Encoding missunderstanding

Yesterday I was a little bit confused. I needed to do a very simple task: to import data from CSV file to the database. One guy sent me two files with data which were created in MS Excel and than saved as CSV. I stored both files in my Linux machine and imported the first one without any problems using a simple Perl script.
I was very surprised when I started work with second file. My script gave me many errors. I tried to see the file with less and I was surprised more because less found that file as binary! I copied the file to the public share, logged to the Windows terminal and open it with Notepad. It was simple text file!
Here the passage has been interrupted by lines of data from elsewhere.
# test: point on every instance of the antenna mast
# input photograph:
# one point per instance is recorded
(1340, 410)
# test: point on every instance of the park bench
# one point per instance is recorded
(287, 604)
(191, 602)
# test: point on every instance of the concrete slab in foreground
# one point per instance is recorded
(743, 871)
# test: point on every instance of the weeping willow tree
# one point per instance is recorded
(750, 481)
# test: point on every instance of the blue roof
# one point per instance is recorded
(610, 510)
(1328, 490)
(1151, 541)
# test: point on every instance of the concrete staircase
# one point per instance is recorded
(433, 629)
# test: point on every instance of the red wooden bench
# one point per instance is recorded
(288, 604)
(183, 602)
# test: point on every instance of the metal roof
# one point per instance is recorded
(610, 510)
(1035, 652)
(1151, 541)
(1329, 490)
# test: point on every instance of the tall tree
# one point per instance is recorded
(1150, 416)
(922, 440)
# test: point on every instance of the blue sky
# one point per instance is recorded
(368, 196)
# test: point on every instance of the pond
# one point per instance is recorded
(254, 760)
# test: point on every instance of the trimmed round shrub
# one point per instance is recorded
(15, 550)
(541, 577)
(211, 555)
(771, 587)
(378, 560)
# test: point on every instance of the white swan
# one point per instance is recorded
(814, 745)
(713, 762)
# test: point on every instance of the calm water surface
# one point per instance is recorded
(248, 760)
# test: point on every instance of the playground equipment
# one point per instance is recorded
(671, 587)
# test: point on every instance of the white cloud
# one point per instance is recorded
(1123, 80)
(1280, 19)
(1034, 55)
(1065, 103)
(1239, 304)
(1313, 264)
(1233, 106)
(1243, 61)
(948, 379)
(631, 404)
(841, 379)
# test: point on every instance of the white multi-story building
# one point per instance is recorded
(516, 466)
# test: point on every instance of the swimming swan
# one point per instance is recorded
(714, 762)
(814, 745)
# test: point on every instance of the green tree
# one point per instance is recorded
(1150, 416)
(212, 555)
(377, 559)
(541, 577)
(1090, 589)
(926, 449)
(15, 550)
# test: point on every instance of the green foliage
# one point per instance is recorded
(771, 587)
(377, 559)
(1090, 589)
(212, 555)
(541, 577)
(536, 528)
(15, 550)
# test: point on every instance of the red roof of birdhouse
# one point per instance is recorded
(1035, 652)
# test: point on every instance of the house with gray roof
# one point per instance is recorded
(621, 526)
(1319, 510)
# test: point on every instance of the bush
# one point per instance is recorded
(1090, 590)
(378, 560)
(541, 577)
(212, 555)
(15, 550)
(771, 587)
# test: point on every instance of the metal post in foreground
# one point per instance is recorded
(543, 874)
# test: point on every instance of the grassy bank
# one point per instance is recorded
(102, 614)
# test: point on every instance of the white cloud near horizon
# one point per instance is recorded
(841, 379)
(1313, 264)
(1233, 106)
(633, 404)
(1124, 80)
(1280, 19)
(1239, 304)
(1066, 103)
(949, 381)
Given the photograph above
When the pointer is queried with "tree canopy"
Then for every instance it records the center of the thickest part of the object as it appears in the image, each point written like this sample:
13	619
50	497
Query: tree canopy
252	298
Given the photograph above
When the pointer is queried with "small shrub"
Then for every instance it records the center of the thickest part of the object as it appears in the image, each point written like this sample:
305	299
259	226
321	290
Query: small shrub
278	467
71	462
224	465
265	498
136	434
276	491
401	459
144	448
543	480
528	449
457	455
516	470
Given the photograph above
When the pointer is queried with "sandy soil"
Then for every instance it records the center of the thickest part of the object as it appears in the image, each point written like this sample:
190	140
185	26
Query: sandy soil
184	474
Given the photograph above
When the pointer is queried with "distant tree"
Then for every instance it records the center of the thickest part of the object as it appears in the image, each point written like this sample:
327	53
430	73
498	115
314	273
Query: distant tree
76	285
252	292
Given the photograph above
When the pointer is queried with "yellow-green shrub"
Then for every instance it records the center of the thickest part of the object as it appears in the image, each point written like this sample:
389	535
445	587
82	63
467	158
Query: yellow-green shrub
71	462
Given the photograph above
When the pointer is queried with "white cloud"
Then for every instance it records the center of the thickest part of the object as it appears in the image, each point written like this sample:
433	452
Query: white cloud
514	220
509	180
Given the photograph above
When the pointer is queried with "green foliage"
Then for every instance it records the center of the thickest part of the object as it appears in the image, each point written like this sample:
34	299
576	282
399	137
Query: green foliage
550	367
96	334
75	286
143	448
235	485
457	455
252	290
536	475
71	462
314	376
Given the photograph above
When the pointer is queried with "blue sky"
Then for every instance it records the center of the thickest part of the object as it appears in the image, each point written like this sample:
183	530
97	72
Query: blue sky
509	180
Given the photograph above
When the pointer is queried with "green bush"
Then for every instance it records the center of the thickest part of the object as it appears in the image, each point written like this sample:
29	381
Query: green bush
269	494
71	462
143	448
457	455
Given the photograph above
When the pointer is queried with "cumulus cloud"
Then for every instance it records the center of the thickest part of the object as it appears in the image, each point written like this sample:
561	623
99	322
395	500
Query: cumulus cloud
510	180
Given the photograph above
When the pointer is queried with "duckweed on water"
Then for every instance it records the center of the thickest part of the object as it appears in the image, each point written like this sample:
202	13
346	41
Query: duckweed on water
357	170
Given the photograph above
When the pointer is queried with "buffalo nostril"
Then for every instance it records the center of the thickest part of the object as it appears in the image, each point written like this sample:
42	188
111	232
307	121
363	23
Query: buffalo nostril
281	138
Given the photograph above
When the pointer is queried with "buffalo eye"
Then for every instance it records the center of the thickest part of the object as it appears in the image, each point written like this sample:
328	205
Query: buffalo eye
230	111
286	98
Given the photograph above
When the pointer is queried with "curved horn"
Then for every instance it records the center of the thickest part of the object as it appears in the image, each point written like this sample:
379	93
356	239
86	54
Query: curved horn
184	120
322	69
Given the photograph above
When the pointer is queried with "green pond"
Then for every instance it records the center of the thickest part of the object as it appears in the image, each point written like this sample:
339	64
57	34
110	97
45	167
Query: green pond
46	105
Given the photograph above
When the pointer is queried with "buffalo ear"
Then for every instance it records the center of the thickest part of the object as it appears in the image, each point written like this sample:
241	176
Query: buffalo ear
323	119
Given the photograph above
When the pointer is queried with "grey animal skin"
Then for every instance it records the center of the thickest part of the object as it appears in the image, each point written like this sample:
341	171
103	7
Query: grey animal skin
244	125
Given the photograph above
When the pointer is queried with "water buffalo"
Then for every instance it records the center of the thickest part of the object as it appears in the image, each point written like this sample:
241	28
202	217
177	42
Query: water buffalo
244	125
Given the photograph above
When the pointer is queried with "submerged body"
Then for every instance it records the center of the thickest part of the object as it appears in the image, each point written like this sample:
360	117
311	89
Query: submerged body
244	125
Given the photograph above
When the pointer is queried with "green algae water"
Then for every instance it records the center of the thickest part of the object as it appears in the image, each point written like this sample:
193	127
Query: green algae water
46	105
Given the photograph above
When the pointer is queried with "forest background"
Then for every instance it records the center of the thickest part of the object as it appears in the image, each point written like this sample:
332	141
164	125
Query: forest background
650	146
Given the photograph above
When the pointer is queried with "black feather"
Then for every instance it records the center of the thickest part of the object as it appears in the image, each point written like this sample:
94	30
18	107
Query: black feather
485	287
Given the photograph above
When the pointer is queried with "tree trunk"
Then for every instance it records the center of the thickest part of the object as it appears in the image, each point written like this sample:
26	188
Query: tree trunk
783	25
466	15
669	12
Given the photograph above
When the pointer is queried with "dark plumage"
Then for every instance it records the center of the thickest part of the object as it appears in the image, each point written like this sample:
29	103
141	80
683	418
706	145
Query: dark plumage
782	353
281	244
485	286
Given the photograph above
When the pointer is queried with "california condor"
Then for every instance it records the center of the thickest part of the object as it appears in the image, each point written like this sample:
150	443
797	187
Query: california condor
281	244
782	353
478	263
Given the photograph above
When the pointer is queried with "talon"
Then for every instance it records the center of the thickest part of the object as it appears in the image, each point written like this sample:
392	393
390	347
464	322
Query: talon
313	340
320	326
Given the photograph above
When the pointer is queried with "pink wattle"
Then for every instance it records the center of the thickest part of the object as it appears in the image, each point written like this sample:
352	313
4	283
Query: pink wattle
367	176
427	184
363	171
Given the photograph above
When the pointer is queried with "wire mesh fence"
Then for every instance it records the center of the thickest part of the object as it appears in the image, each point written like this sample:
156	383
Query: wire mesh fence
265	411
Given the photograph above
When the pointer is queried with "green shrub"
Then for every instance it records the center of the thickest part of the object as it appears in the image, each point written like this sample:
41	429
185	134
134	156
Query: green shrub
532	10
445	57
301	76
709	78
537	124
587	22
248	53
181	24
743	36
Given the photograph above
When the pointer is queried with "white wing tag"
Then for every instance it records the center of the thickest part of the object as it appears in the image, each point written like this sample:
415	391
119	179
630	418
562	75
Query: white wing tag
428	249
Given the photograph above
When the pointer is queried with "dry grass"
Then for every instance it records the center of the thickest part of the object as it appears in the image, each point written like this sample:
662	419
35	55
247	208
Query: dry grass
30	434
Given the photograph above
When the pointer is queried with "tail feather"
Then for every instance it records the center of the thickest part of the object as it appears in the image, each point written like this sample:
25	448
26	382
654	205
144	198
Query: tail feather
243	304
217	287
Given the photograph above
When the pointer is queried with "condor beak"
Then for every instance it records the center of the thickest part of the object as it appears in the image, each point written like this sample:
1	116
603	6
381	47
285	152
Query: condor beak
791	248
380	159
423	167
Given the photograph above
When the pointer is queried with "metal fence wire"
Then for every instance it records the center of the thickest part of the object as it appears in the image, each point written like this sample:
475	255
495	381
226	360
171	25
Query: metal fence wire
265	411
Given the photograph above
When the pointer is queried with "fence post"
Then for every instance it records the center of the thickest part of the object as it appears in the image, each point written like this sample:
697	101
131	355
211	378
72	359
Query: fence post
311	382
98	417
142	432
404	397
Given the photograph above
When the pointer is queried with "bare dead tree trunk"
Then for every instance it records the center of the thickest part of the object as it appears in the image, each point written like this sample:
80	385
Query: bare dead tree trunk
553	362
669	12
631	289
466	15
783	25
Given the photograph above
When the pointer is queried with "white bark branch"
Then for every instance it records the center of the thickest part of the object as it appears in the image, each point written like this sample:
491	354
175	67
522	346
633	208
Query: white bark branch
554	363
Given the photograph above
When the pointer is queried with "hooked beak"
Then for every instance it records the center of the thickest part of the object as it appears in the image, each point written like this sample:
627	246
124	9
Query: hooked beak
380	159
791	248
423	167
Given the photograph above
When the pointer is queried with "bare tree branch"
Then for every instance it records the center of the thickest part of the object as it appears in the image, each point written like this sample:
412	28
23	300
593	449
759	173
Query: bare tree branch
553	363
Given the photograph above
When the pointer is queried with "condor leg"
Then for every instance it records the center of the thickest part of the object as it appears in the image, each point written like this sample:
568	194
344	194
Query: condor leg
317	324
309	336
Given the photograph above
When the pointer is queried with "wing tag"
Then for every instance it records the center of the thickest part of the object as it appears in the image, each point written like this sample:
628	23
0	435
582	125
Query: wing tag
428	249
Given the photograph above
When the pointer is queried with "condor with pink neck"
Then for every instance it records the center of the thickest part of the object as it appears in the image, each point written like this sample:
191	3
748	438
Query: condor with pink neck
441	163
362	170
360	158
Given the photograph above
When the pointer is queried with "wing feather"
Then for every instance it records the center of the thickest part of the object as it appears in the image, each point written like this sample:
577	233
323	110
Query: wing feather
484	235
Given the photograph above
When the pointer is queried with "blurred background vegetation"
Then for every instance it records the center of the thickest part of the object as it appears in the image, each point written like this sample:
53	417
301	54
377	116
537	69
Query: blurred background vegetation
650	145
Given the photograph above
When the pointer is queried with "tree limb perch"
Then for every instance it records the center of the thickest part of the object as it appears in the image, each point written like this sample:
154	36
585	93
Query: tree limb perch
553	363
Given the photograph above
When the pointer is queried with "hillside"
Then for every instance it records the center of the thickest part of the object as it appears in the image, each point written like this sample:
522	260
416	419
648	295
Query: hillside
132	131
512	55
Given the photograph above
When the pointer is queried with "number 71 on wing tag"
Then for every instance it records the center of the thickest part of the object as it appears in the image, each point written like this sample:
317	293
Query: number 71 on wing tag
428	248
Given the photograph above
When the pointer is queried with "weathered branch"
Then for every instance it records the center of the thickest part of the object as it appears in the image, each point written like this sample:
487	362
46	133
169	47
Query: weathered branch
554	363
I tried to see it on Linux – the effect was the same – it was binary! My first thought was “Brain overload”!
FAR helped me to understand what a problem was. I saw ‘Unicode’ when open that file in FAR editor. The file was saved in CSV Unicode format. After saving in simple CSV I could finish my task!

Play around with ‘wc’

Recently I’ve playd aroung with wc which is not a water closet actually :). This is a Linux utility which can count bytes, words and newlines for some file. And additionally it counts a total lines for more than one file is specified. So, I’ve decided to count lines for Billing System (I work with that project three years!). Billing System is pure Perl application contained Perl modules and scripts and also web interface Embperl scripts. Let’s see results:

  • Perl modules: 102707 rows;
  • Perl scripts: 16320 rows;
  • Embperl scripts: 83494 rows;
  • Grand Total: 202521 rows!

Uh-h-h. At least one third of them is mine (he-he-he)!